Key-Based Paging (pageByKey)

Use pageByKey when you want explicit key boundaries rather than opaque cursors.

const first = await db.query.messages.findMany({
  pageByKey: {
    index: 'by_channel',
    order: 'asc',
    targetMaxRows: 100,
  },
});

const second = await db.query.messages.findMany({
  pageByKey: {
    index: 'by_channel',
    order: 'asc',
    startKey: first.indexKeys[99],
    targetMaxRows: 100,
  },
});

Return shape:

{
  page: T[];
  indexKeys: (Value | undefined)[][];
  hasMore: boolean;
}

pageByKey also supports endKey, inclusive/exclusive bounds, and absoluteMaxRows for hard page caps.

Validation Rules

These combinations are rejected:

  • endCursor without cursor mode (cursor + limit).
  • maxScan without cursor mode.
  • pageByKey with cursor, offset, search, vectorSearch, or select() composition.

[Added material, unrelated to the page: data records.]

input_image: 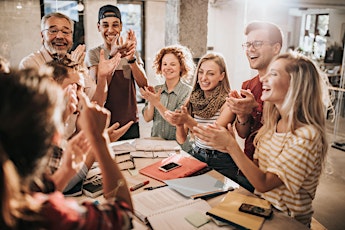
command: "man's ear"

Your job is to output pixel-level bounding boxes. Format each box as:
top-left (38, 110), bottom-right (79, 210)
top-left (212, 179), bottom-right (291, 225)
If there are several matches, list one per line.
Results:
top-left (97, 22), bottom-right (101, 32)
top-left (272, 43), bottom-right (281, 55)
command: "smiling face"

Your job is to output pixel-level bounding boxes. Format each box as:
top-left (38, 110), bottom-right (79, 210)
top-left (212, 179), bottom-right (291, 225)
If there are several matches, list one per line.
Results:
top-left (98, 15), bottom-right (122, 49)
top-left (41, 16), bottom-right (73, 58)
top-left (261, 58), bottom-right (290, 109)
top-left (161, 53), bottom-right (181, 81)
top-left (245, 29), bottom-right (279, 77)
top-left (197, 60), bottom-right (225, 98)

Migration from db.stream()

If you previously used stream helpers directly, map them to findMany like this:

Previous patternNew pattern
db.stream().query(...).filterWith(...).paginate(...)select().filter(...).paginate({ cursor, limit })
mergedStream([...], fields)select().union([...]).interleaveBy(fields).paginate({ cursor, limit })
manual map/flatMap stream chainsselect().map(...).flatMap(...).paginate({ cursor, limit })
getPage(...) key-boundary pagingfindMany({ pageByKey: { ... } })
paginator(...).query(...).paginate(...)findMany({ cursor, limit, ... })

Keep the query shape stable between calls when paginating. Changing indexes/order/filters between page requests invalidates cursor continuity.